Cuando entré al taller, mi madre y Miriam me saltaron como gatas rabiosas:

- ¡Enfermo mental!

- ¡Irresponsable!

Don Campolongo había sido inmovilizado con una soga, al parecer no respiraba bien, ya que por la boca le salía una copiosa espuma blanca. Alguien hasta ese momento fuera de mi campo visual se me vino encima y empezó a golpearme en la cara.

- Carlitos, nuestro autor… Éste es el hijo menor del Sr. Campolongo  –nos presentó Tía Olga.  Caí al piso. La situación se había desquiciado. Por entre los golpes sentía el ruido de unos potentes mazazos provenientes de las calderas. De pronto el piso tembló y escuchamos la explosión.

Un cyborg, a pesar de su aspecto reconcentrado y circunspecto, es un ser vulnerable. Al ser atacado, su fluido sintético altera su composición y un braamaliano puede derrotarlo con el pensamiento.
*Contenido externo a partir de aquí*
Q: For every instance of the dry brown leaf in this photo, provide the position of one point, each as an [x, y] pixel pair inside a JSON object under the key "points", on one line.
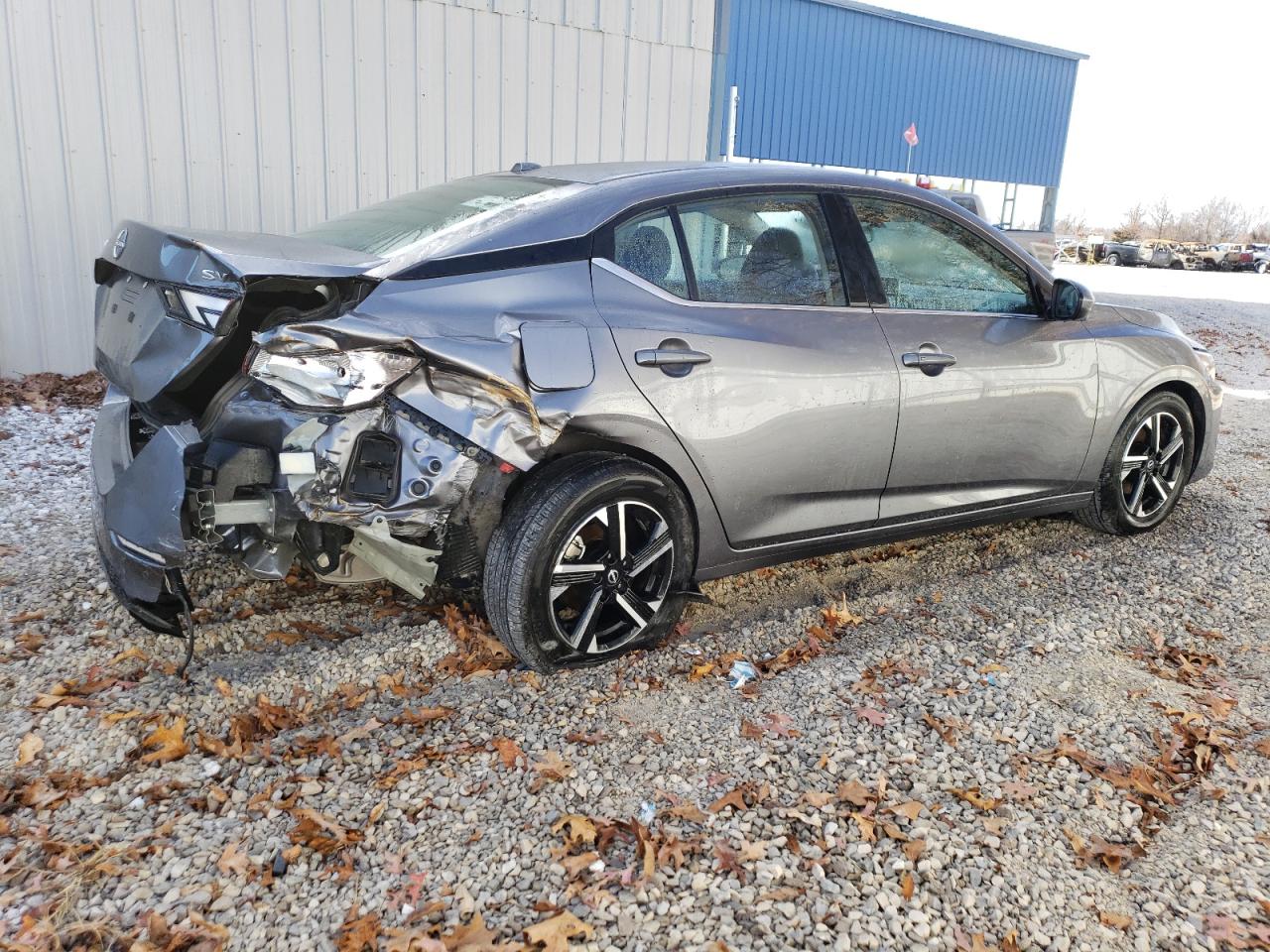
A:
{"points": [[574, 865], [911, 809], [508, 752], [945, 729], [358, 933], [729, 861], [734, 798], [855, 792], [578, 830], [474, 937], [1017, 789], [553, 767], [974, 797], [361, 731], [320, 833], [412, 941], [553, 934], [425, 715], [168, 743], [867, 832], [1115, 920], [996, 825], [688, 811], [27, 749]]}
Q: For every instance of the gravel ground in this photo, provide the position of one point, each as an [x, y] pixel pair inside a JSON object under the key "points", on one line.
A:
{"points": [[1029, 737]]}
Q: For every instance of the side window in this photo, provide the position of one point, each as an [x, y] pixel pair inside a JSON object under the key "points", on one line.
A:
{"points": [[762, 249], [931, 263], [647, 246]]}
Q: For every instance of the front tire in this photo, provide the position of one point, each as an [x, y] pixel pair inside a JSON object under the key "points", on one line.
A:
{"points": [[589, 561], [1146, 468]]}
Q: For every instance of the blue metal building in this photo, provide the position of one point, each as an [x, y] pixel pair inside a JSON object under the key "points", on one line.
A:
{"points": [[835, 82]]}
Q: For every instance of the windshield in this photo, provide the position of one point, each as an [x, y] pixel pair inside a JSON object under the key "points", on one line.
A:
{"points": [[388, 227]]}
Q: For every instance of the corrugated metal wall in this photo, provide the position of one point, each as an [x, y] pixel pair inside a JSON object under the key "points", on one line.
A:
{"points": [[273, 114], [822, 81]]}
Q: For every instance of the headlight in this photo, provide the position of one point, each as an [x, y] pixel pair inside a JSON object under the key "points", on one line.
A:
{"points": [[1206, 361], [331, 379], [202, 311]]}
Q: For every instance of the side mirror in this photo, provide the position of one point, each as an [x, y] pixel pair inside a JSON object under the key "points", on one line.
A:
{"points": [[1070, 301]]}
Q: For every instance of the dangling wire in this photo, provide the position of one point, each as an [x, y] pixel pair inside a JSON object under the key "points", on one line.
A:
{"points": [[177, 587]]}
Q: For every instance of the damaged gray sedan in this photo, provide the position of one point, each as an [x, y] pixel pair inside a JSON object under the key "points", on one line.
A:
{"points": [[580, 390]]}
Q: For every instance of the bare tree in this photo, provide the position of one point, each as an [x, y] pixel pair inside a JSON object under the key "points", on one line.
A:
{"points": [[1071, 225], [1219, 220], [1133, 226], [1160, 217]]}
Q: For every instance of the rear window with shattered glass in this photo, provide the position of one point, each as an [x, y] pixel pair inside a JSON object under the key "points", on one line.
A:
{"points": [[931, 263], [389, 227]]}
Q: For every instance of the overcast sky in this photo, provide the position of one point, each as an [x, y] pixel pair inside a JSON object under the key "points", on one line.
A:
{"points": [[1171, 102]]}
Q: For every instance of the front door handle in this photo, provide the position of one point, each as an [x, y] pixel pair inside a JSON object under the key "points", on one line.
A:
{"points": [[668, 357], [929, 362]]}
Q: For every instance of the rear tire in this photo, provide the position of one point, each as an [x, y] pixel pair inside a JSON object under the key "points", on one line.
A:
{"points": [[589, 561], [1146, 468]]}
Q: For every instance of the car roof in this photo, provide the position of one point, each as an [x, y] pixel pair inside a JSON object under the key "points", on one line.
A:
{"points": [[602, 190], [706, 173], [599, 191]]}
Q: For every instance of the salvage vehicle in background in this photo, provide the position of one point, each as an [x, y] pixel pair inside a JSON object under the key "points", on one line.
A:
{"points": [[1225, 257], [1040, 245], [1148, 254], [580, 390], [1261, 258]]}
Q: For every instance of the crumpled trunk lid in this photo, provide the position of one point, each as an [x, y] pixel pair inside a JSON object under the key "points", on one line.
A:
{"points": [[154, 336]]}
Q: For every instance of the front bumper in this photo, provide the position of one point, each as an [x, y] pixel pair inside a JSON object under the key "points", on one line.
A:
{"points": [[137, 512], [1206, 454], [361, 495]]}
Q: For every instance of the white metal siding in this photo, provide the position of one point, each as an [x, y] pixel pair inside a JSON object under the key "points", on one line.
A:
{"points": [[275, 114]]}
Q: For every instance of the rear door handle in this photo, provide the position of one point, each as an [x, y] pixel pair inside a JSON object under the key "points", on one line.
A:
{"points": [[667, 357], [929, 362]]}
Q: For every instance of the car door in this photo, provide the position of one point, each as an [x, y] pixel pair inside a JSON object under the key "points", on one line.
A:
{"points": [[997, 403], [731, 318]]}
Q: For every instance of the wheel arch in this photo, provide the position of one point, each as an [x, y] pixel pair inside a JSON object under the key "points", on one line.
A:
{"points": [[1194, 403], [644, 444]]}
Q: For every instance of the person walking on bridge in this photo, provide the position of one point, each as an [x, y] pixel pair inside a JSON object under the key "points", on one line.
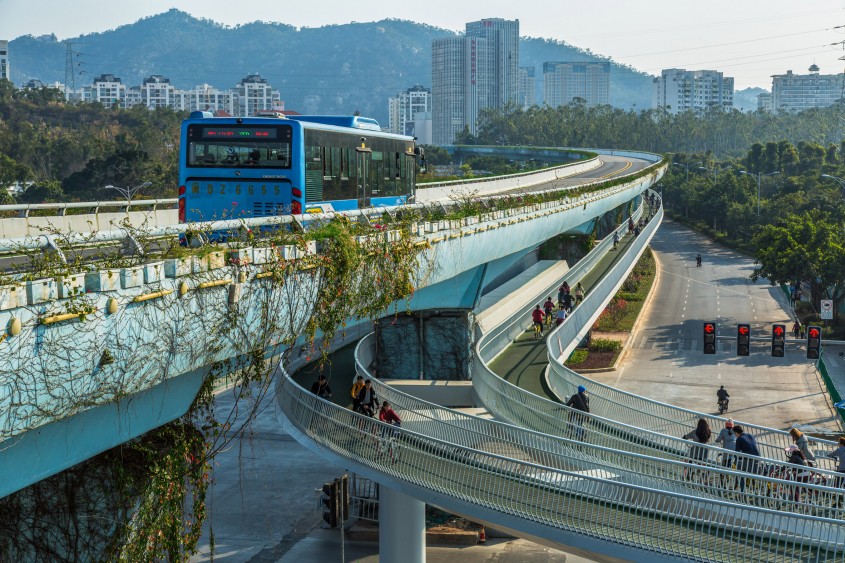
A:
{"points": [[580, 402]]}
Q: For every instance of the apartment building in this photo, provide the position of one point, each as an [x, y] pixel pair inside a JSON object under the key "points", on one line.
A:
{"points": [[797, 92], [563, 82], [678, 90], [472, 72]]}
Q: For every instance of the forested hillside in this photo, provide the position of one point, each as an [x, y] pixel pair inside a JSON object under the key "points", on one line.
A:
{"points": [[333, 69]]}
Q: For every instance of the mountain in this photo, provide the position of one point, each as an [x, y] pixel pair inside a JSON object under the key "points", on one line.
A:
{"points": [[746, 100], [331, 69]]}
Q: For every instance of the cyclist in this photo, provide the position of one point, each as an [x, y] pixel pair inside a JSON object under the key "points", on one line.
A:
{"points": [[537, 318], [388, 415], [722, 396], [561, 316], [548, 308], [803, 445], [321, 387], [701, 435], [579, 293], [727, 439]]}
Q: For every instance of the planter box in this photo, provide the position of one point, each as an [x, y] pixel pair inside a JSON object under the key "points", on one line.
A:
{"points": [[153, 272], [131, 277], [71, 285], [241, 256], [39, 291], [211, 261], [12, 296], [104, 280], [263, 255], [178, 267]]}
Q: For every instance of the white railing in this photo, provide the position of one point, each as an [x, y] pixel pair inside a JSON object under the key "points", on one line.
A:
{"points": [[553, 502]]}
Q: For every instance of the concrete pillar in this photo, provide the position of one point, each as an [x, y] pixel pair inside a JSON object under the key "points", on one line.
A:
{"points": [[401, 527]]}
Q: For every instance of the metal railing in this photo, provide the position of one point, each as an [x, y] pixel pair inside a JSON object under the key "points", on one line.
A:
{"points": [[552, 502]]}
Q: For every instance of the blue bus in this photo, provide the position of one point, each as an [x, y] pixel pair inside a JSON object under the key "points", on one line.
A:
{"points": [[265, 166]]}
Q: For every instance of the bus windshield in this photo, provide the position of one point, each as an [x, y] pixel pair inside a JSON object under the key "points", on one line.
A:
{"points": [[237, 146]]}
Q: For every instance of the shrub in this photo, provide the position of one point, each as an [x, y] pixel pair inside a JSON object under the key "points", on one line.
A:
{"points": [[579, 356], [604, 345]]}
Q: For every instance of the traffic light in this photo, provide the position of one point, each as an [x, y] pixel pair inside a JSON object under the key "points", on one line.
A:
{"points": [[331, 506], [743, 339], [709, 338], [814, 342], [778, 340]]}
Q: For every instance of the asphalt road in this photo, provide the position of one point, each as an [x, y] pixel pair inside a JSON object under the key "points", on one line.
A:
{"points": [[665, 361]]}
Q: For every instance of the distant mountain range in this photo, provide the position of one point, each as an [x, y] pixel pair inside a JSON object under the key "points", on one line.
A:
{"points": [[335, 69]]}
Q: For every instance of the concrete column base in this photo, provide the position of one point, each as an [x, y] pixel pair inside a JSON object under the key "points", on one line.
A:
{"points": [[401, 527]]}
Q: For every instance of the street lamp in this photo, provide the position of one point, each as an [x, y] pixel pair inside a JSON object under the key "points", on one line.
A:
{"points": [[128, 193], [836, 179], [759, 177]]}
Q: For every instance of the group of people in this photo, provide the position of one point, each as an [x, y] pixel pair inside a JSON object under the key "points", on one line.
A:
{"points": [[733, 438], [566, 300], [364, 399]]}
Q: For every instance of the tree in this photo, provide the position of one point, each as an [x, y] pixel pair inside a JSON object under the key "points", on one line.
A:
{"points": [[806, 247]]}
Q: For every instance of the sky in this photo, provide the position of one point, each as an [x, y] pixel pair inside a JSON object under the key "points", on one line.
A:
{"points": [[749, 40]]}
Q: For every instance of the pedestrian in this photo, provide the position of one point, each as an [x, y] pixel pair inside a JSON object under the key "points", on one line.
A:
{"points": [[839, 455], [368, 402], [579, 293], [388, 415], [580, 403], [745, 444], [357, 385], [803, 444], [321, 388], [701, 435], [727, 439]]}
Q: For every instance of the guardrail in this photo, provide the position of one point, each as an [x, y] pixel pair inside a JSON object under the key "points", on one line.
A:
{"points": [[567, 506]]}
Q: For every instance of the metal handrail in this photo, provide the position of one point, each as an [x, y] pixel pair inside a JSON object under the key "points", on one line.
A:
{"points": [[549, 501]]}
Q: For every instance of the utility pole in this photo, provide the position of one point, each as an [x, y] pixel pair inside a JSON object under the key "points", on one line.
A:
{"points": [[70, 71]]}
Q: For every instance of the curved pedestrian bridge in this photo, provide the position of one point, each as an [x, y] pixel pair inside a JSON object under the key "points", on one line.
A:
{"points": [[617, 481]]}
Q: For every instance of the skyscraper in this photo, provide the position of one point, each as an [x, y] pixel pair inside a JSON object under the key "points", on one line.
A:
{"points": [[5, 73], [679, 90], [469, 73], [564, 82]]}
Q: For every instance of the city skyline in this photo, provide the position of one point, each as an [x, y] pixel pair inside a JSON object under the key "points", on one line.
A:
{"points": [[750, 45]]}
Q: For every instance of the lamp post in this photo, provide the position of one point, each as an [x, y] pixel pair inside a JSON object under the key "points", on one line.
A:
{"points": [[128, 193], [759, 177], [836, 179]]}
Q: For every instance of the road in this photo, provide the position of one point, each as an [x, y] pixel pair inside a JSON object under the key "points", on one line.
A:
{"points": [[664, 359]]}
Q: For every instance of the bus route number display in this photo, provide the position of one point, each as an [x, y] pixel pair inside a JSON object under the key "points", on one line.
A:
{"points": [[238, 133]]}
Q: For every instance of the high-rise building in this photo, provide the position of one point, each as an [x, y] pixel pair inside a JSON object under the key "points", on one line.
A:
{"points": [[470, 73], [108, 90], [527, 87], [679, 90], [254, 93], [504, 38], [402, 109], [564, 82], [157, 92], [5, 73], [797, 92]]}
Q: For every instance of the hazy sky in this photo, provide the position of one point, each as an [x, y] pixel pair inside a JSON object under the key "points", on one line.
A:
{"points": [[747, 39]]}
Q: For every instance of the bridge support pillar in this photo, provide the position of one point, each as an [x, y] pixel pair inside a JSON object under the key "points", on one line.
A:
{"points": [[401, 527]]}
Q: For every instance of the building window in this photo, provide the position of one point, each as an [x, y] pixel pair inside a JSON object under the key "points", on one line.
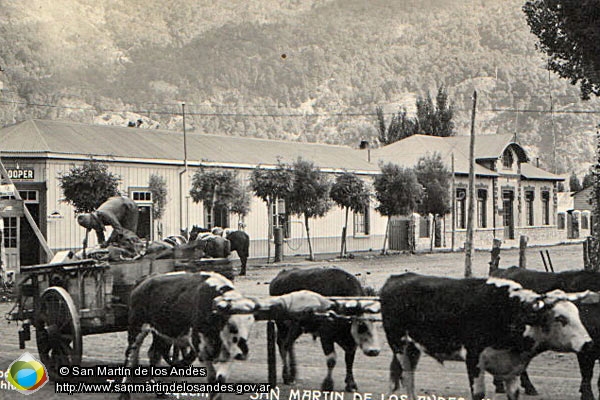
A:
{"points": [[221, 215], [141, 196], [561, 220], [585, 221], [507, 159], [482, 208], [546, 208], [10, 232], [424, 226], [529, 197], [361, 222], [461, 208], [281, 219]]}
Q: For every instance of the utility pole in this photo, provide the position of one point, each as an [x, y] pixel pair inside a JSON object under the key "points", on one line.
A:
{"points": [[183, 221], [469, 242]]}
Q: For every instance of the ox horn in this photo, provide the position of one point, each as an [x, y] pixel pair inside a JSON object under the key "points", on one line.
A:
{"points": [[585, 297]]}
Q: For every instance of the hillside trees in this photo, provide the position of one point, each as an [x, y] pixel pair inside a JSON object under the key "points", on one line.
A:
{"points": [[569, 33], [431, 119], [398, 192], [350, 193]]}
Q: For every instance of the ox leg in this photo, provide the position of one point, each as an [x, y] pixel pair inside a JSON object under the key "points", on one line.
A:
{"points": [[136, 336], [287, 333], [512, 388], [408, 359], [349, 358], [530, 390], [329, 351], [243, 258], [476, 376], [586, 369], [283, 338], [499, 384], [395, 374]]}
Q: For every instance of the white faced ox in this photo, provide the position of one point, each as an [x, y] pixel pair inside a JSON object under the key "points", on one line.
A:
{"points": [[496, 326], [182, 310], [349, 333]]}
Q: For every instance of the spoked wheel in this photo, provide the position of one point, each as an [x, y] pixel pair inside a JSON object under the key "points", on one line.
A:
{"points": [[177, 356], [58, 332]]}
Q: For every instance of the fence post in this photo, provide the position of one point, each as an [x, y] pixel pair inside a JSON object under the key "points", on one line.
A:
{"points": [[586, 254], [495, 261], [522, 251]]}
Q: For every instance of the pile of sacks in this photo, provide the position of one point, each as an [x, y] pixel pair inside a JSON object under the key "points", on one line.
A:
{"points": [[127, 246]]}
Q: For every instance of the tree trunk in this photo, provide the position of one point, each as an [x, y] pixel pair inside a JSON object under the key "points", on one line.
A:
{"points": [[387, 229], [344, 233], [433, 233], [311, 257], [270, 228]]}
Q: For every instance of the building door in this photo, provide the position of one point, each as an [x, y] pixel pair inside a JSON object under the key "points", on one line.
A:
{"points": [[144, 230], [29, 251], [399, 234], [11, 248], [508, 216]]}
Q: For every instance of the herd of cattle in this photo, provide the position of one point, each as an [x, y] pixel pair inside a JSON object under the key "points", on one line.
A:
{"points": [[496, 325]]}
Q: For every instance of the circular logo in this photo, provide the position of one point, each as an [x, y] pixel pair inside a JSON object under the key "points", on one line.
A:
{"points": [[27, 374]]}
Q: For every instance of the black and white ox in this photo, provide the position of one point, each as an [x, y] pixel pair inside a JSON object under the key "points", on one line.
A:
{"points": [[178, 309], [494, 325], [568, 281], [348, 333]]}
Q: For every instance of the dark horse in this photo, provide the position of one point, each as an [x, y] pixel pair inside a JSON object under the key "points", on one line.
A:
{"points": [[239, 240]]}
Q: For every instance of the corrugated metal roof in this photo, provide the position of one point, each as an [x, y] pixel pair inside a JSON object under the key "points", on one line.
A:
{"points": [[406, 152], [531, 172], [68, 138]]}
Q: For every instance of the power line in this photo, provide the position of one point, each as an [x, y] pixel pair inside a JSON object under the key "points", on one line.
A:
{"points": [[276, 115]]}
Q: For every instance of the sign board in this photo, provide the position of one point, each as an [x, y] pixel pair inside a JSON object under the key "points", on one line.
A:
{"points": [[25, 174], [11, 208]]}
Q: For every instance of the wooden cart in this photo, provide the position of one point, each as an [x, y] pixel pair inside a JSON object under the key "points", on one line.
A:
{"points": [[68, 300]]}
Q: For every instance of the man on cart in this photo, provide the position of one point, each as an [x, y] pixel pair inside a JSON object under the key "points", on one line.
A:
{"points": [[119, 212]]}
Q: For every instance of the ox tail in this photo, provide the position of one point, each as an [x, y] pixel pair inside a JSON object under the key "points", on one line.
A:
{"points": [[395, 374]]}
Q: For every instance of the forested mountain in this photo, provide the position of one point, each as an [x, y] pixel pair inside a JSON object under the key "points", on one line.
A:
{"points": [[309, 70]]}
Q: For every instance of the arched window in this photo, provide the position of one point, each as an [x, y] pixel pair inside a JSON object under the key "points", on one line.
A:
{"points": [[507, 159]]}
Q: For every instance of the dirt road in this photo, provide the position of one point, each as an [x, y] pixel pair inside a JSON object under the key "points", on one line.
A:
{"points": [[555, 375]]}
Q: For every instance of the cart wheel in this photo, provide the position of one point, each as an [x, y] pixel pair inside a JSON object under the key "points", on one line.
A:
{"points": [[58, 332], [177, 356]]}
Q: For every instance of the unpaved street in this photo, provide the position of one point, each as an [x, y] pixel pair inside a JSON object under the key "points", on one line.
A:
{"points": [[555, 375]]}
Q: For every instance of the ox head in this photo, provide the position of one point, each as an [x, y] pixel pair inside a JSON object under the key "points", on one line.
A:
{"points": [[362, 325], [239, 318], [552, 319]]}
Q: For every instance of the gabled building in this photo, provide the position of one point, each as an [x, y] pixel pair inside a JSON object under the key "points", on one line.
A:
{"points": [[513, 197], [36, 152]]}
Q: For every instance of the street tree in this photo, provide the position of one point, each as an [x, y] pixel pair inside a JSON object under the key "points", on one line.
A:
{"points": [[568, 31], [309, 196], [158, 188], [588, 179], [270, 184], [435, 178], [86, 187], [398, 192], [350, 193], [574, 183], [217, 188]]}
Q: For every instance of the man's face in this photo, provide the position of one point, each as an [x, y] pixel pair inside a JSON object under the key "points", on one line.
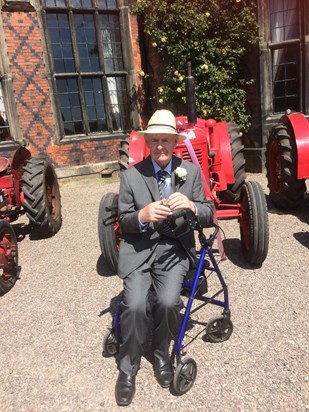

Más allá de nuestra galaxia se producen conflictos terribles, guerras sangrientas en las que se juega la subsistencia de civilizaciones enteras, pero en cada una de estas historias impera un orden, una lógica, cierta prolijidad que parecerían no prosperar entre ocho terráqueos insanos encerrados en un viejo edificio de departamentos de una ciudad perdida del Cono Sur.

¿Por qué? ¿Cuál es el error? ¿Dónde está la falla?

El edificio debió ser evacuado. Con el auxilio de los bomberos se pudo rescatar al gasista que había quedado embutido en el tambor de un termotanque. Hasta que se repararan los daños, mi familia tuvo que mudarse al hotel de enfrente. Digo tuvo y no tuvimos porque lógicamente entendieron que yo era el culpable de todo. Mi madre me retiró la palabra. Después me preparó la valija y por señas me fue guiando hacia la salida. Desde una de las ventanas la prima Miriam levantó una mano y me hizo esa desagradable seña con el dedo mayor extendido. La Tía Olga, en cambio, se cubrió los ojos con un pañuelito.

Y esa es la historia. Dada mi situación acepté una propuesta que me habían hecho tiempo atrás en la agencia y me vine para Pergamino, donde hago fotos de nutrias y garzas moras. Disfruto de la soledad, leo mucho y cuando me asalta alguna idea estrafalaria corro a refugiarme en lo mío. Mi próxima novela se va a titular Androides del espacio sideral, y será editada por Destellos del espacio, de tío Armando. Claro, siempre y cuando caduque el castigo y mi madre y sus hermanas lo autoricen.